Thanks for suggesting this course of action Michael!

This flushed out two additional bugs in our stack, which I believe
are probably at the root of some of the rare intermittent failures
we have been observing in the Throwing* tests:

  - SocketTube: I found an issue where the scheduler might not
       be restarted if resuming/pausing event from within
       the scheduler loop (that runs in the selector manager
       thread) failed due to the socket being asynchronously
       closed by another thread.
       That could cause some tests to fail in timeout.
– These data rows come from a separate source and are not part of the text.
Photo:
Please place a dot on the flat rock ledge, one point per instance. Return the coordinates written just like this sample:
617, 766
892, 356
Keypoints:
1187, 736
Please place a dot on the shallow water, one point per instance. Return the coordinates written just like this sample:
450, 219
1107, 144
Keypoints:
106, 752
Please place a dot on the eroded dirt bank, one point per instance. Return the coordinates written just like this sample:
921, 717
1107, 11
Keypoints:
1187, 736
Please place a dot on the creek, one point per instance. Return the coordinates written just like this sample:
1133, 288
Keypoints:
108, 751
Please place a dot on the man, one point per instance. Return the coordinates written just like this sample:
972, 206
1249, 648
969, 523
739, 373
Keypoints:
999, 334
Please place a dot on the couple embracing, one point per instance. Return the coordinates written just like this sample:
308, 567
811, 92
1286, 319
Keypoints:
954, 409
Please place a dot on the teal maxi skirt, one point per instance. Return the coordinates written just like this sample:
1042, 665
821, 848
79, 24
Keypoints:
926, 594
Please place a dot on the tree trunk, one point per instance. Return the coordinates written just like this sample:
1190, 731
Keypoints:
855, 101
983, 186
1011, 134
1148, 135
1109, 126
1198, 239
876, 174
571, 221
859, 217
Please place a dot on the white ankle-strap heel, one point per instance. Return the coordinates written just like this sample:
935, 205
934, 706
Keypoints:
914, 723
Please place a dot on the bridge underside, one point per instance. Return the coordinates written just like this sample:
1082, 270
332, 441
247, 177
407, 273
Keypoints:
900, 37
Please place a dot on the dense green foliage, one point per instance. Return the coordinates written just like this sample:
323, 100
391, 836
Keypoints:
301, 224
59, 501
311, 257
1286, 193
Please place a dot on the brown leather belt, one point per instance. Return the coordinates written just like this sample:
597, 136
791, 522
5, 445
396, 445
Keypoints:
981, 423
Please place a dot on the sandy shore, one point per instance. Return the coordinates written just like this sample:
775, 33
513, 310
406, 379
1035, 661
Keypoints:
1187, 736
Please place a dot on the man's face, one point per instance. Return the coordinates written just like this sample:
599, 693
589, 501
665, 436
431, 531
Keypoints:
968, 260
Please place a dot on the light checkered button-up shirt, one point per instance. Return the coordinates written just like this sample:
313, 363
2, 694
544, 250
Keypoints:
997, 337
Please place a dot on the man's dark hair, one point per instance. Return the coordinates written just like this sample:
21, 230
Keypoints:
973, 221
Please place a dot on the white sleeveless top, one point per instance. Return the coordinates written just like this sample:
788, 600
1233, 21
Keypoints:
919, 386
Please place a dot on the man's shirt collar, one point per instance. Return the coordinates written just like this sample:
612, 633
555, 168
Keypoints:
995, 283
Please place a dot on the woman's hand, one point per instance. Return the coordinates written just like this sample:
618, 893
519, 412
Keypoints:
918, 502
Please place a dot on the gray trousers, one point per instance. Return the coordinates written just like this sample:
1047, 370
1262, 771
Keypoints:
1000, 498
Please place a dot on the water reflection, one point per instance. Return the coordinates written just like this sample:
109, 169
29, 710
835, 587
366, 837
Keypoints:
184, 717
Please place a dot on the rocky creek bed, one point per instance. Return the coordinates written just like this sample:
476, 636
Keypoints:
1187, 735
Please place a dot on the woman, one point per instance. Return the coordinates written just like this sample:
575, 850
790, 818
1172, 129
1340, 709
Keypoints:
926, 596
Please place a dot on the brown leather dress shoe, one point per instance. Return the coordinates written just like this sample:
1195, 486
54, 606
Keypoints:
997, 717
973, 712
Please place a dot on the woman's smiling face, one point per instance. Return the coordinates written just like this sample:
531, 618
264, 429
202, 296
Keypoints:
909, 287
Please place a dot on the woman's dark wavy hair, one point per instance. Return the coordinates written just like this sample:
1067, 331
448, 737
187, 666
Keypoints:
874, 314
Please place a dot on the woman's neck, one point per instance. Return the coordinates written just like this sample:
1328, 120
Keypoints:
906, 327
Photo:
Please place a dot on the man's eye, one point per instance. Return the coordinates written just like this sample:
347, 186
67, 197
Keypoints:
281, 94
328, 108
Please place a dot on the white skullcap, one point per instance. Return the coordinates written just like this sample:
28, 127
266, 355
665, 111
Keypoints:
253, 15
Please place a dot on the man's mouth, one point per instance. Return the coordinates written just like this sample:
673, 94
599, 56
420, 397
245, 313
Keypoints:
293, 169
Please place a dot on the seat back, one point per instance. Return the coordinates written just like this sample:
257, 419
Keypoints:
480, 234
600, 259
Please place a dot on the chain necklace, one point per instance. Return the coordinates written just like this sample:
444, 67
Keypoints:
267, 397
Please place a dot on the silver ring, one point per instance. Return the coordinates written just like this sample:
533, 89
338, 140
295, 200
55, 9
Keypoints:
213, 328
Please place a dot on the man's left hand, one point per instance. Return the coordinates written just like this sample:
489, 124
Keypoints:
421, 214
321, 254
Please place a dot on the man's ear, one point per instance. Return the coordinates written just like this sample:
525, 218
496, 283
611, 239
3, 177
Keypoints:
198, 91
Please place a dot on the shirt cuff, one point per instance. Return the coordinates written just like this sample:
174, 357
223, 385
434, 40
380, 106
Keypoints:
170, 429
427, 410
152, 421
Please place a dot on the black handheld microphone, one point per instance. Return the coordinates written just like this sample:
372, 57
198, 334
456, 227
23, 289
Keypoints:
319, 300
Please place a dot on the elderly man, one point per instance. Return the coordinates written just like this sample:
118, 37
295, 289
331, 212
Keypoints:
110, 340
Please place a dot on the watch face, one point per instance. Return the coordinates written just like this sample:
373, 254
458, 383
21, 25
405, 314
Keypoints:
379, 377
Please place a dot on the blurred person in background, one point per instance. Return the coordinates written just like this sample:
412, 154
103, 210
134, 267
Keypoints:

   - Http2Connection/Stream: there was an issue where DataFrames
       could be sent after a ResetFrame was sent. That caused the
       server to close down the connection. The next test would
       start opening a new stream on the same connection while
       the server was concurrently closing it, and the test
       would eventually fail - sometimes with a message saying
       "EOF reached while reading".

The following webrev includes these two additional fixes, and I have
now very stable test runs. I wonder if I should try to extract those
two fixes though - as it might be worthwile to backport
them independently:

http://cr.openjdk.java.net/~dfuchs/webrev_8245462/webrev.01/index.html

best regards,

-- daniel

On 28/07/2020 15:19, Daniel Fuchs wrote:
On 28/07/2020 15:04, Michael McMahon wrote:
The code is technically racy on the GET test, but it's often the case when you want something to be racy then it turns out not to be in practice, 99 times out of a 100 anyway (figures made up). I was thinking you could put a random sleep on the client side before calling cancel (say between 1ms and the SERVER_LATENCY constant). Print out the random value too
in case it finds a problem.

Oh - that's a good point. Let me try that.